Brewery tours around the Rodenbach brewery are only available to groups of 15 people and above. These usually take place from Monday until Thursday. For more details or to book your visit please go to this page.
There is plenty to see and do in the former textile city of Roeselare. The oldest sections of the Town Hall are built in the style of Louis XV (1769-1770). Pay a visit to the belfry and admire the historic buildings in and around Grote Markt, including the abbey and the school set up by the Franciscan Grey Sisters.
One of the largest church organs in the area can be admired at the Church of St Michael’s. Its bell tower is home to a carillon comprising 49 bells.
If you want to find out more, pay a visit to the Klokkentorenmuseum, the bell tower museum.
The church is also home to the splendidly adorned tomb of the knight, Jan van Kleef.
Analogue cinema comes to life in the Michels Filmmuseum, where you can view hundreds of film projectors, montage tables and cameras used for cinema and photography. Nostalgia fans will be sent into a frenzy by its private cinema, completely kitted out in a retro style.
If you feel the need for some fresh air, we can recommend a stroll in the local park that surrounds the reservoir. Called the Great Basin, this was established to provide water to the local textile factories.
One of the oldest renaissance castles in Belgium, Rumbeke Castle, is near Roeselare. It was expanded in the 18th century in the classical style.
The castle is surrounded by the Sterrebos, a forest planted in the shape of a star with lanes converging towards an arbour, its design inspired by the Viennese Prater.
Getting There & Around
Roeselare is 120km from Brussels. The car journey takes around 1.5 hours using the E17, the A19 and the N36. From Ghent, the distance is 70km, one hour by car.
By train, the journey from Brussels takes an 1 hour 45 minutes, and from Ghent, Roeselare can be reached in an hour.
From Roeselare station, you can walk to the brewery in 10 minutes. The bus ride takes 15 minutes.
Cyclists will find plenty to their liking in and around Roeselare. This town was home to cycling gods such as Patrick Sercu, Jean-Pierre Monseré and Freddy Maertens.
Cycling is still very much alive, with classics such as Dwars door Vlaanderen (straight across Flanders) still hotly contested. The Wielermuseum (cycling museum) takes you through local cycling history.
You can also hike around the region using the network of numbered nodes, allowing you to make up your own route. Walking and cycling maps can be obtained from the local tourist offices.
Gastronomy, Food & More Beer
Tradition decrees that shrimps should be served with a sweet-and-sour Rodenbach. The brewer describes the taste of his beer as ‘three-dimensional’: mildly sour, full-mouthed and dry.
Why is this beer so well suited to fish, sea food and crustaceans? Fish has a high protein content. The acids in the beer help to dissolve these proteins.

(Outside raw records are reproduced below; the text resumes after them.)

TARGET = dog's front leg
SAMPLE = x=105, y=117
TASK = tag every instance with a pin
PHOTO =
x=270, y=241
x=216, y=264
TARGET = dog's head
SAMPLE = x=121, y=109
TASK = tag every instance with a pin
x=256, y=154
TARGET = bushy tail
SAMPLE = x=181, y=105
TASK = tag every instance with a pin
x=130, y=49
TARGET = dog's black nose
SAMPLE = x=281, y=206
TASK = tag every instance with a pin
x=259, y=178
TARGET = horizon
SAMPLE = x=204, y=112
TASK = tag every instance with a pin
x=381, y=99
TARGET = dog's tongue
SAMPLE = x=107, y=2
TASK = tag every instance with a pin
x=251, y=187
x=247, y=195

A beer such as Rodenbach also aids digestion. The acids contained in the beer (ascetic acid and lactic acid) help to tenderise meat.
And why is a Rodenbach a great choice for use in the kitchen?

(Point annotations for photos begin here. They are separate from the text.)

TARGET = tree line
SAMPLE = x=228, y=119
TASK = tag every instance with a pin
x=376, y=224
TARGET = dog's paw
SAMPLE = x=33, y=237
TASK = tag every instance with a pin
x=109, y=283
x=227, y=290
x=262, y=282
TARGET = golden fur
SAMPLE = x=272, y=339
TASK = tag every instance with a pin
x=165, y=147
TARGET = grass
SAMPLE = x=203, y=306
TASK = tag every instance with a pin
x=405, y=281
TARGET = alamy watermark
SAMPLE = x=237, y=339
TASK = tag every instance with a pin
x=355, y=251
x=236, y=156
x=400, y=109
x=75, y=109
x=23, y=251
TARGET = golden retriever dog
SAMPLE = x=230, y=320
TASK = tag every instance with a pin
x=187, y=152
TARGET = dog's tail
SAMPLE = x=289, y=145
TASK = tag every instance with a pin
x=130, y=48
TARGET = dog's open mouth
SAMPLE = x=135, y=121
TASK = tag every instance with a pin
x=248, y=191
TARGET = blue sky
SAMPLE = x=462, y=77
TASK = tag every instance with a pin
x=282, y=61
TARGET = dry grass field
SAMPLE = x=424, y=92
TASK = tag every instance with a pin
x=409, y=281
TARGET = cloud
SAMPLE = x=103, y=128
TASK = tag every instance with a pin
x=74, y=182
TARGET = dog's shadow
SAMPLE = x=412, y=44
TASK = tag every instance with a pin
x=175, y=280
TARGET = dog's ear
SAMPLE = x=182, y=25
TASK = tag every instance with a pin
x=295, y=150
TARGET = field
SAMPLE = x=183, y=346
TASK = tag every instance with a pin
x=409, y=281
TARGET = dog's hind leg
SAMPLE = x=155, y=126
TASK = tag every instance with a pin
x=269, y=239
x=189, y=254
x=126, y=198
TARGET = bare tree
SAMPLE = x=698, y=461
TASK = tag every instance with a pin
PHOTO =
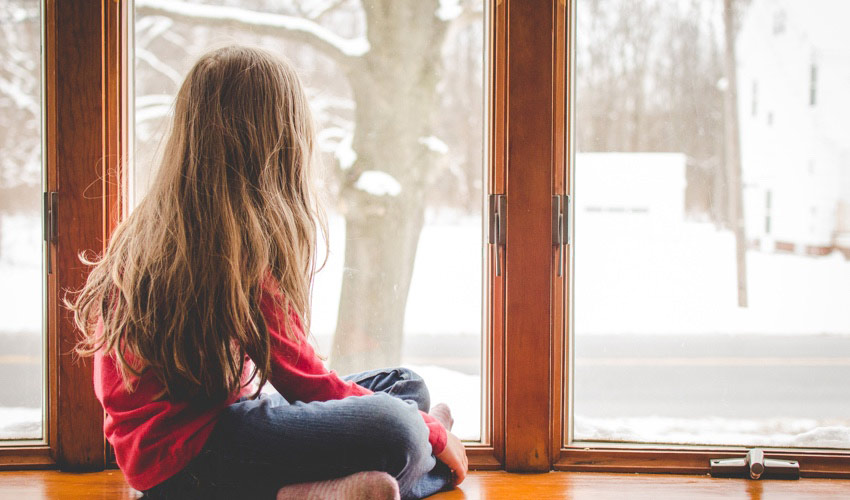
x=393, y=74
x=20, y=137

First and foremost, it is a great-tasting beer. In addition, Rodenbach is a healthy product with a relatively low alcohol content. And last but not least, the acids contained in the beer make for better taste absorption.
Chef Viki Geunes of Antwerp’s two-star restaurant, ‘t Zilte, serves a Rodenbach Vintage with a lobster bouillon with tuna flakes and radish, his gastronomic interpretation of the classic Rodenbach and prawn combination.
This freshly sour beer provides a splendid contrast with the smoky flavour of the fish and the sweetness coming from the lobster.
Chef Viki also prepares a jus to accompany a fillet of roe deer, using the bones of the deer that have been marinated in the beer.
This dish is served with a fennel pudding, Savora mustard and kumquats. The acidity of the beer provides a contrast with the zesty, slightly sweet flavours that form the basis of this dish.
For dessert, the chef suggests a Rodenbach jelly made with dark Belgian chocolate and coffee. Viki Geunes was instrumental in the development of the Rodenbach Caractère Rouge, where fresh fruits are macerated with beer.